San Vincenzo Ferrer nacque a Valencia, in Spagna, nel 1350. Fu sacerdote domenicano, perché aveva capito che la regola di tale ordine era l'ideale per raggiungere la perfezione cristiana e, poiché Cristo era al centro della sua vita, cercò la verità prima di tutto nello studio delle Sacre Scritture. Sentì la vocazione di apostolo pellegrinante e percorse l'Europa occidentale (Spagna, Savoia, Bretagna, Piemonte) evangelizzando e convertendo. Visse nel periodo in cui si verificò lo scisma d'Occidente, che durò 39 anni, e Vincenzo Ferrer si adoperò in ogni modo per l'unità della Chiesa. Fu collaboratore del cardinale aragonese Pedro de Luna, braccio destro del Papa Clemente VII, che risiedeva ad Avignone ( il Papa di Roma era Urbano VI ) ed al quale addirittura successe nel 1934 con il nome di Benedetto XIII. La Chiesa si trovò così con tre Papi e il Concilio, riunito a Costanza in Germania, chiese ai tre di dimettersi tutti insieme, aprendo la via all'elezione del Papa unico. Benedetto XIII fu irremovibile. Vincenzo Ferrer allora, pur essendo suo confessore ed amico, dopo tante esortazioni e preghiere inascoltate, disse chiaramente che il Regno d'Aragona non lo riconosceva più come Papa. Questo fu un momento doloroso per Vincenzo Ferrer, ma passo importante per la riunificazione, che avvenne nel 1417.
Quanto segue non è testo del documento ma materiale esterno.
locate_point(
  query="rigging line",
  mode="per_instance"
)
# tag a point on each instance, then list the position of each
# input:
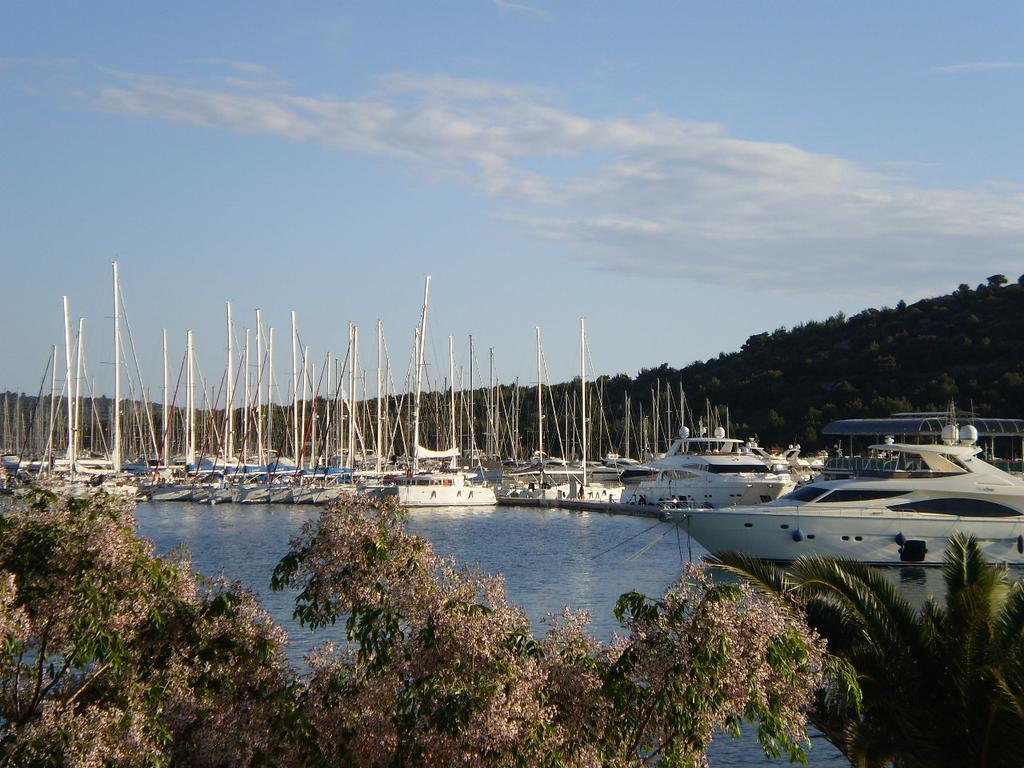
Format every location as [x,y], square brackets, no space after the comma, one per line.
[138,369]
[23,443]
[643,550]
[628,539]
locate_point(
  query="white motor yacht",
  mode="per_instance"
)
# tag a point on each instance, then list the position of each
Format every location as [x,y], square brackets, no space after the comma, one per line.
[435,489]
[709,472]
[899,507]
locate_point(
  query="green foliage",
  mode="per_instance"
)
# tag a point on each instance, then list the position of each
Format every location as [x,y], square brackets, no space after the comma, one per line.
[943,685]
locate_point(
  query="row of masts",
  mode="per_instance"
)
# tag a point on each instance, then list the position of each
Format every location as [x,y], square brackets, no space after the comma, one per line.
[321,426]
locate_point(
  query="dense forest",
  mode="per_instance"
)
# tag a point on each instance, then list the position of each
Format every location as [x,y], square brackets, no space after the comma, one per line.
[782,386]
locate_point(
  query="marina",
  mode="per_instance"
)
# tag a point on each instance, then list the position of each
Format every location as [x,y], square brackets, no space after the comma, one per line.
[549,558]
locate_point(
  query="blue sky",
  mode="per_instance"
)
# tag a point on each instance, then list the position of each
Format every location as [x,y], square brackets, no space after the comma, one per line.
[681,174]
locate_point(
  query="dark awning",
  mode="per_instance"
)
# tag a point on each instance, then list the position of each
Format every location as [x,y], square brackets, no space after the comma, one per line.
[930,425]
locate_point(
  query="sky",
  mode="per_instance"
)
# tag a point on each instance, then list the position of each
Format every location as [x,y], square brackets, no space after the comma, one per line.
[681,174]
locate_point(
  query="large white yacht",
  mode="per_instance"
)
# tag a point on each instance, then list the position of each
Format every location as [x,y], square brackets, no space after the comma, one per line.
[899,507]
[708,471]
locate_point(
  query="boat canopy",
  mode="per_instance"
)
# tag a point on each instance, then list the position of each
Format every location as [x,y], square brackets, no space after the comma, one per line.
[930,425]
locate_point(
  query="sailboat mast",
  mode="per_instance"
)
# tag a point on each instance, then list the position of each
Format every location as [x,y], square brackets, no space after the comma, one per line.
[329,399]
[167,408]
[380,432]
[269,393]
[190,406]
[583,393]
[260,461]
[246,408]
[540,403]
[472,404]
[295,392]
[53,411]
[229,407]
[420,334]
[70,387]
[352,361]
[78,386]
[454,441]
[305,391]
[116,455]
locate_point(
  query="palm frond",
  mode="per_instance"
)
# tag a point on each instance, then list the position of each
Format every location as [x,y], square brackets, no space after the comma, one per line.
[886,615]
[763,574]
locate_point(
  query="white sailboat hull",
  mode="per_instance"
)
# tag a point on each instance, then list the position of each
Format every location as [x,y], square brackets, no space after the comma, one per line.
[710,491]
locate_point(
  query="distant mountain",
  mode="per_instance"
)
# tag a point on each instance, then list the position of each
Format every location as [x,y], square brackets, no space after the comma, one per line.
[782,386]
[785,384]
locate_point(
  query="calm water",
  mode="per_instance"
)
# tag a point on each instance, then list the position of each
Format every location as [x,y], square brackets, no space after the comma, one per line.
[549,558]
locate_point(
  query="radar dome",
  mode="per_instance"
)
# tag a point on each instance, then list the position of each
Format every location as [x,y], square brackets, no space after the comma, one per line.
[969,434]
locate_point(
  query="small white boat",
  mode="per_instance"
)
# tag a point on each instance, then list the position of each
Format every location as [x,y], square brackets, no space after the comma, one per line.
[898,507]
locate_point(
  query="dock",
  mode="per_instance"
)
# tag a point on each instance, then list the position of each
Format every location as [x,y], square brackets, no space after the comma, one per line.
[581,505]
Durante il suo apostolato pellegrinante, che durò circa 20 anni, mantenne, con le sue prediche, l'unità dei fedeli, mentre le gerarchie si combattevano; la morte lo colse in viaggio e precisamente a Vannes, in Bretagna nel 1419. Fu proclamato santo nel 1458 da Papa Callisto III, suo compatriota.
Vincenzo deriva dal latino e significa vittorioso.

Tra i festeggiamenti civili merita di essere ricordata la fiera. Nata come fiera del bestiame e rinomata in tutta la Puglia, ora questa rassegna annua espone, nei vari padiglioni, anche prodotti tipici, lavori artigianali, attrezzi agricoli e tutto ciò che è utile alla famiglia.



San Donaci, il 5 aprile tributa al suo patrono gli stessi onori riservati alla Madonna.



LA FESTA PATRONALE DI SANTA MARIA.

La Vergine Santissima, protettrice del popolo sandonacese, si festeggia nei giorni 4 e 5 del mese di agosto.

I riti religiosi hanno inizio dieci giorni prima con la recita della novena, che termina con <<la seduta >>, una guardia d'onore inventata dagli antenati per venerare degnamente la Madonna nella sua Edicola di Montecoco.

Alcune pie persone, desiderose di grazie, stabilirono di trascorrere una intera giornata davanti al trono della Vergine digiunando, piangendo e pregando fino a sera, quando, terminata, <<la seduta>>, si accostavano alla mensa.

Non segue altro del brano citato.